Son esas lógicas que se dan de manera muy inconsciente, pero están, y creo que pasan mucho por la experiencia emocional, incluso corporal, de cómo se sienten los varones. Muchas veces incómodos.
Eso también tiene una dimensión estructural; no es que la masculinidad sea ajena o externa a los varones, porque al final somos nosotros quienes la seguimos produciendo y reproduciendo, pero no hay herramientas ni espacios donde poder desarticularla y eso pesa.

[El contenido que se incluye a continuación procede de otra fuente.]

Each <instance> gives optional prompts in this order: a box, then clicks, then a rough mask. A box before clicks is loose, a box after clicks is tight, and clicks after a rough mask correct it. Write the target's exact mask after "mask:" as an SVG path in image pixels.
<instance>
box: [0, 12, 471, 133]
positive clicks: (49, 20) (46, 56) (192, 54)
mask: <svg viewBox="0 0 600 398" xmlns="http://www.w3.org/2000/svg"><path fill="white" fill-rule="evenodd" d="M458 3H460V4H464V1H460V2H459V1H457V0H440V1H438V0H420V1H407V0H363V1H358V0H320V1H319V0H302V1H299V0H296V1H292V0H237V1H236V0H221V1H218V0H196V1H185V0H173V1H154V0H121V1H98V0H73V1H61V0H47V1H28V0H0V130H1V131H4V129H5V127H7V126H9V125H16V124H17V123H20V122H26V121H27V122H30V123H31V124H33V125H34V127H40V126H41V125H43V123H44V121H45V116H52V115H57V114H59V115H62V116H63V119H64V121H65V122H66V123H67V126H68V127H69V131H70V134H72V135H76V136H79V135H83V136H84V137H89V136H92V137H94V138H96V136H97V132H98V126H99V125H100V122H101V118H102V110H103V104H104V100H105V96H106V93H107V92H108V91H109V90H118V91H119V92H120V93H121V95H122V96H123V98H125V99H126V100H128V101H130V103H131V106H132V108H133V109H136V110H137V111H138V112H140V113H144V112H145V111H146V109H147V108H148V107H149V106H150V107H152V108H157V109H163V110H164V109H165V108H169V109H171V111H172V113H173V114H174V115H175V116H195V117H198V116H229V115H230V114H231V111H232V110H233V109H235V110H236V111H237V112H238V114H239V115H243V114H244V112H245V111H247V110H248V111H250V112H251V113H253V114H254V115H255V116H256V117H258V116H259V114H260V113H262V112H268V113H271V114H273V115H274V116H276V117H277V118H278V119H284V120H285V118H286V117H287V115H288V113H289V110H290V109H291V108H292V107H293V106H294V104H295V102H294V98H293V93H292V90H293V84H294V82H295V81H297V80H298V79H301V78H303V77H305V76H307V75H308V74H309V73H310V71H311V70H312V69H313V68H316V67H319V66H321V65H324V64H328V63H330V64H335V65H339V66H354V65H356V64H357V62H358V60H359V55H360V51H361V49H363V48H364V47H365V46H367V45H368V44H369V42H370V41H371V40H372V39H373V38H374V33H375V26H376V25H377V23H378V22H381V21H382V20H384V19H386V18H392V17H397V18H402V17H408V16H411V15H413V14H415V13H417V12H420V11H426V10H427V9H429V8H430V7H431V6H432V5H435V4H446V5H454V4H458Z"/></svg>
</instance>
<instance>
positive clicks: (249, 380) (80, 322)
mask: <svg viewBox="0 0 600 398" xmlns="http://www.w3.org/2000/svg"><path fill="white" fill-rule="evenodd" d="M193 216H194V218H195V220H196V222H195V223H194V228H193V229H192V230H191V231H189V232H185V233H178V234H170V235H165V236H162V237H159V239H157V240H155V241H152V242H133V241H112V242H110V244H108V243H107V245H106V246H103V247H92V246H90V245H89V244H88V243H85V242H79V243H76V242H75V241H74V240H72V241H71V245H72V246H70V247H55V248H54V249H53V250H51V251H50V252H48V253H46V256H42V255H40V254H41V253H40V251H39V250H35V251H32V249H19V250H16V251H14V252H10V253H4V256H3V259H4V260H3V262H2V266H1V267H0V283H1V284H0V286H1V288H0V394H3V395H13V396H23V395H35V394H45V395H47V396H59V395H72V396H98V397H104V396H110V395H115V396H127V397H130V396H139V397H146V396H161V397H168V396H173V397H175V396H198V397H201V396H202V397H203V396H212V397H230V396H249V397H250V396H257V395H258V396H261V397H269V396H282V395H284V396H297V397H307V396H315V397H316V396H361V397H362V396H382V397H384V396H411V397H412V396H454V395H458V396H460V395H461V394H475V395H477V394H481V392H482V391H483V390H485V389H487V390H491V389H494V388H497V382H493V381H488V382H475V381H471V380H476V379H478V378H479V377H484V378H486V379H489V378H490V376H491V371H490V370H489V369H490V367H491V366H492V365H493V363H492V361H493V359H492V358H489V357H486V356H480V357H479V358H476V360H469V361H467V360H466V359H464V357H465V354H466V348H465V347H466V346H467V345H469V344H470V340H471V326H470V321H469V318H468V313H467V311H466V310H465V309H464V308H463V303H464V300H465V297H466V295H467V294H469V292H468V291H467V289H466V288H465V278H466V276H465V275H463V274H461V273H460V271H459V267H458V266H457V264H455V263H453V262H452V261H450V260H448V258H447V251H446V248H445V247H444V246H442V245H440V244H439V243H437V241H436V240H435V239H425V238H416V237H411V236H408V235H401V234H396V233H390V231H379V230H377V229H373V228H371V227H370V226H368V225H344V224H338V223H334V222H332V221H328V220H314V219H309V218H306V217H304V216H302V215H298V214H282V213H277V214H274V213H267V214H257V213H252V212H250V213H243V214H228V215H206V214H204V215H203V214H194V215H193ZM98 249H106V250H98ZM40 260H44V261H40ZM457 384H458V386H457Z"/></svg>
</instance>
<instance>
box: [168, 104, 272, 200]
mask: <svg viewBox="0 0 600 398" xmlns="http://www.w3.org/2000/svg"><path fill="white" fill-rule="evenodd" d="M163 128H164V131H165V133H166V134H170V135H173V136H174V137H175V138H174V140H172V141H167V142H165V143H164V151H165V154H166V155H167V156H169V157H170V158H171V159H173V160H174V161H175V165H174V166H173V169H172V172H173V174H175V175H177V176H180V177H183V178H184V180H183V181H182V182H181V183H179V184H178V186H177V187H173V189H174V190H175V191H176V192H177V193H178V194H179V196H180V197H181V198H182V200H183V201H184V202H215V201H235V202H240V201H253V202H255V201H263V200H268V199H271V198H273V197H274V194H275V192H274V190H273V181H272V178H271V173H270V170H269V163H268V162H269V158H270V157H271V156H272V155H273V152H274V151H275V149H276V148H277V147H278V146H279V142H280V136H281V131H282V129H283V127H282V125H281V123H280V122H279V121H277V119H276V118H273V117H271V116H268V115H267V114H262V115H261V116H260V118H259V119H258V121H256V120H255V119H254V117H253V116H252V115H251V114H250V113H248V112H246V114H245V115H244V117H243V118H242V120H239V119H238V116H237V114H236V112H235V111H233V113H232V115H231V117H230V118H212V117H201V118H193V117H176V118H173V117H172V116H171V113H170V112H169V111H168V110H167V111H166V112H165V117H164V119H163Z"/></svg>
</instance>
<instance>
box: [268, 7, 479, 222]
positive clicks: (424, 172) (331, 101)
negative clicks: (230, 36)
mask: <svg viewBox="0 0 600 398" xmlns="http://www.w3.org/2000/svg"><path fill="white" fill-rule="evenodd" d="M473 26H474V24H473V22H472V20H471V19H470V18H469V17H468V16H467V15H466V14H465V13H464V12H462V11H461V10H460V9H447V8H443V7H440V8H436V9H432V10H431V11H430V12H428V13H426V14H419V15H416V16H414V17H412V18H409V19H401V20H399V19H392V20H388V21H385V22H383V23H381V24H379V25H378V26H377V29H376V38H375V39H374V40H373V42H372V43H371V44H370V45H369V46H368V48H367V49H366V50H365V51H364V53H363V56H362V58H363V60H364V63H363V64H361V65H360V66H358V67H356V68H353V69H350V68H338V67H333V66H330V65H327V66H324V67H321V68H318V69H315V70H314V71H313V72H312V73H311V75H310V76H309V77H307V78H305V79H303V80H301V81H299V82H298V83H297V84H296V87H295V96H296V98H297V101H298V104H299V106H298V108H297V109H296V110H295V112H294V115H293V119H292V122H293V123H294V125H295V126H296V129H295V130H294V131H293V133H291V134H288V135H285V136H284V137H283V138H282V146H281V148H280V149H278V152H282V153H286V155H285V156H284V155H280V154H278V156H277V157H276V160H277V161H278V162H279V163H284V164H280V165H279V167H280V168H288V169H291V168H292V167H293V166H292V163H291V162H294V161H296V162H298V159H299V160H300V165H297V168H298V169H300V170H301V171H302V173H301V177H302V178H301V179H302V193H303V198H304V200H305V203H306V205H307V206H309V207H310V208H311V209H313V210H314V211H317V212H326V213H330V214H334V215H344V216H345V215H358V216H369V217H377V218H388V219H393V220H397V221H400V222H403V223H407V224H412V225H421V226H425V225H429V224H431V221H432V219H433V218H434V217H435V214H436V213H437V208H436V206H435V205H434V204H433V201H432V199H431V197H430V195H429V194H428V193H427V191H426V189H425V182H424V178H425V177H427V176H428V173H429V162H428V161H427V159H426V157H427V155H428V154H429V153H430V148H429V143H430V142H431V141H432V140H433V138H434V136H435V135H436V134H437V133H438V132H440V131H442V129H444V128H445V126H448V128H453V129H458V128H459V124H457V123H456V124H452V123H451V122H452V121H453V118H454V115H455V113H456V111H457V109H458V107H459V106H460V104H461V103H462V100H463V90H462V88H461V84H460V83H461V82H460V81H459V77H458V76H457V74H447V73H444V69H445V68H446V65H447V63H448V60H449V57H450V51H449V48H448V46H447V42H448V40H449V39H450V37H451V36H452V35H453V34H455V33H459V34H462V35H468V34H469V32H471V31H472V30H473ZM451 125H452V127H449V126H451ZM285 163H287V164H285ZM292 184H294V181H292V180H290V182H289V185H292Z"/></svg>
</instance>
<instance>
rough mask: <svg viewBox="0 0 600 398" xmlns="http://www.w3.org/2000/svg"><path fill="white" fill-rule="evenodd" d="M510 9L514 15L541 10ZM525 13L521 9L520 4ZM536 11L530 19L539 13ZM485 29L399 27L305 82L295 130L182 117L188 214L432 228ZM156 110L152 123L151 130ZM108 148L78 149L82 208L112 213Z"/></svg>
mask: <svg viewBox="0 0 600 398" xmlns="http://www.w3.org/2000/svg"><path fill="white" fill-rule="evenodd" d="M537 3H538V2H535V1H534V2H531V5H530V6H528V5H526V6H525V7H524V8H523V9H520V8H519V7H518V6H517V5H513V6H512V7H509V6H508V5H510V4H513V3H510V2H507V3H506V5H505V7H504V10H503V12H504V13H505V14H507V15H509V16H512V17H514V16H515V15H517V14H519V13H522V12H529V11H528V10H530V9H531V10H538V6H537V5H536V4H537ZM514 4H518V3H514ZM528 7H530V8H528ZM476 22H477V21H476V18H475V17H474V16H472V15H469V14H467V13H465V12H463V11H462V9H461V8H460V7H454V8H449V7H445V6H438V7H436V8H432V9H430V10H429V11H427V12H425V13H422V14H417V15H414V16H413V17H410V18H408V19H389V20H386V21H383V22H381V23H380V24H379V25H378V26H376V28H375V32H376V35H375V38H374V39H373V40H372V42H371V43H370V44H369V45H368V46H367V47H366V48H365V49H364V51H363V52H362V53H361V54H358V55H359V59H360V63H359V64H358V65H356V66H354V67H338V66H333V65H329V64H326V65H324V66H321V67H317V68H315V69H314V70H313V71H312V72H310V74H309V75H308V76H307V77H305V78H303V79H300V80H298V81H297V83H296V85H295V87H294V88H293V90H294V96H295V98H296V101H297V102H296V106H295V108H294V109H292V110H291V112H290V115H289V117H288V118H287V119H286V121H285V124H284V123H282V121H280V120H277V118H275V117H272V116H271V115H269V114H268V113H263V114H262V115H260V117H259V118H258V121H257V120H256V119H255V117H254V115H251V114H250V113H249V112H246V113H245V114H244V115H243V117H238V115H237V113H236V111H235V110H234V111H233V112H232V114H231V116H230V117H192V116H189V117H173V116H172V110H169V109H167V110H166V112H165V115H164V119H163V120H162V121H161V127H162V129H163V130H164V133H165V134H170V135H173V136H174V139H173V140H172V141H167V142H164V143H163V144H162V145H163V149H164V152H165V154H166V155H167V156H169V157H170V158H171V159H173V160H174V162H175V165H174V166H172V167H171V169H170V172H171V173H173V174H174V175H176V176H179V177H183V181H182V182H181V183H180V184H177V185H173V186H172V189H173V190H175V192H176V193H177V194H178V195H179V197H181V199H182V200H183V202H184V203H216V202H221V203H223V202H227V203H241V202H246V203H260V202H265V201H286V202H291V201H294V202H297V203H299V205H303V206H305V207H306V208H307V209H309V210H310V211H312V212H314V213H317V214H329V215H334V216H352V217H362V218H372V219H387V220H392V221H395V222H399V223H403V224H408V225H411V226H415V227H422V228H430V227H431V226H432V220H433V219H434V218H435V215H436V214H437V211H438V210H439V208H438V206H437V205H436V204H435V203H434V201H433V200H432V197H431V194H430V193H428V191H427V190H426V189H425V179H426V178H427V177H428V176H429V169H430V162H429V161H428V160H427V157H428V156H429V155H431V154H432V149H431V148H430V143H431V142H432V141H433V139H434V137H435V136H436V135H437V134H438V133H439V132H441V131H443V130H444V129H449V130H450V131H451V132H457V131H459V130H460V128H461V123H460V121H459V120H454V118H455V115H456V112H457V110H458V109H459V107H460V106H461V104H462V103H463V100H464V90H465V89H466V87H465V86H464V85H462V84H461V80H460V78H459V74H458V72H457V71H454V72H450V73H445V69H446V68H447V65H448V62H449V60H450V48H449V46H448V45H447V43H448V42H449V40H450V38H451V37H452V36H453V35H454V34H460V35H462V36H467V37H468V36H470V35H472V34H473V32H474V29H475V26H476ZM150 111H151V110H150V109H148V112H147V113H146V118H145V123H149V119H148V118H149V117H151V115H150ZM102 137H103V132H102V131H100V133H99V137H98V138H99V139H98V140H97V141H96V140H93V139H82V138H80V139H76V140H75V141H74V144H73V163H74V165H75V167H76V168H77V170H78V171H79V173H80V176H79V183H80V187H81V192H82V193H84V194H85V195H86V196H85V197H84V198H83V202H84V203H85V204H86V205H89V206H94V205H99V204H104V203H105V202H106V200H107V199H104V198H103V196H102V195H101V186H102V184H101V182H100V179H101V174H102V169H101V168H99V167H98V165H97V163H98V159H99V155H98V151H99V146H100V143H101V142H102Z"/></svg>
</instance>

En los últimos años, de hecho, he participado en muchos grupos de varones que se juntan a reflexionar –la mayoría va buscando algo– y hay una inquietud que surge casi siempre que tiene que ver con que no sienten que pueden hablar de esto con otros hombres. Dicen cosas como ‘me junto con mis amigos y hablamos del trabajo, de nuestras parejas, de mujeres, de anécdotas, pero no hay espacios, ni canales, ni elementos para profundizar en la emoción’. A veces incluso pueden identificar el problema, pero no saben cómo abordarlo. Y entonces se recurre a algo que va muy en la línea de los mandatos, que es decirse a sí mismos o entre los amigos ‘bueno, así es la vida, aguántate’. O, en su defecto, ‘emborrachémonos y olvidémonos del problema’.